Deja vu - also for the popular JPEG-1 (ITU-T T.81¦ISO/IEC IS 10918-1) standard
JPEG (Joint Photographic Experts Group) was originally what the abbreviation says. It was neither an ITU, nor ISO/IEC group, but an informal group of experts (with about 15 core experts) from CCITT (ITU) and ISO. It operated from 1986-1993 only in an informal manner with its own rules and documentation - before the formal agreement of joint working between ITU and ISO/IEC came into force in 1993. The differences were in different policies (like patent policy - RF "baseline" and RAND "options", individual participation, not companies, countries, NBs; completely different documentation, meeting rules etc. etc., and approval by the group when the specification was finished. This was the so so-called JPEG-8 R5 Specification in 1990 which was picked up by the Independent JPEG Group (IJG) to create an Open Source Software which came out in 1991 free of charge to anybody.
The Specification then formally was brought into the ITU and ISO/IEC JTC1 respectively, and was independently approved by both parties, in the ITU in 1992 and in ISO/IEC in 1994. The standards bodies where the specification was brought in: CCITT SGVIII "New Image Communication Group" and ISO/IEC JEC1 SC29 WG10. The successor of the ISO/IEC Working Group even today calls itself as "JPEG", but this is more marketing really and not the early group, because that group is just a normal JTC1 Working Group with JTC1 policies.
The ITU and ISO standard which based entirely on the JPEG-8 R5 specification was after parallel approval and publication sold by ISO and ITU separately in their shops. The ISO version was sold both centrally by the ISO in Geneva but also by the national standardization publishers, like DIN Beuth Verlag in Germany.

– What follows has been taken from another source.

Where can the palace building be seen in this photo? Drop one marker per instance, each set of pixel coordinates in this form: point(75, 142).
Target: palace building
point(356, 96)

Today, after almost 30 years the situation of the sell of the submitted JPEG based specification is the following:
Purchase prise for ITU-T T.81¦ISO/IEC 10918-1 standard (according to accesses to the respective online-shops):
ISO Geneva = 198 CHF
DIN Beuth Verlag in Germany = 214,60 EUR
ITU-T Geneva = 61 CHF
Those, who know how ITU publications work will now be surprised how this can be, because from the ITU Server you can normally download the ITU standards in PDF Format free format. But not for this one, because there is this "Committee" in ISO (not the technical guys in JTC1 SC29) who decide that those joint text standards with the ITU which are commercially valuable should not be given away free of charge, Though this is against the announced policy of ISO (namely to provide such joint standards free of charge after 1 year after the first publication)....
Well, the work was done by JPEG on a completely voluntary basis. They submitted the spec free of charge in a format that was already very close to the ITU/ISO joint text publication format both to ITU and ISO. And they sell it for good money. Deja vu....
You may ask, why do they do it. Very simply because this is the business model of ISO and IEC. For many ISO areas (e.g. standardization of I do not know "rubber tyres"...) this business model works well, but for ICT and especially in Open Source ICT space (like the software code of IJG) this does not work. The problem is that to change that is for them very difficult. Both ISO, IEC in Geneva and the National Standardization Organization rely to significant share on the income from sales of publications. Unfortunately, they apparently do not look into details where and how the publications came from and if the business model they follow fits also to the business model in the ICT space of today... But hopefully one day they realize this and correct it.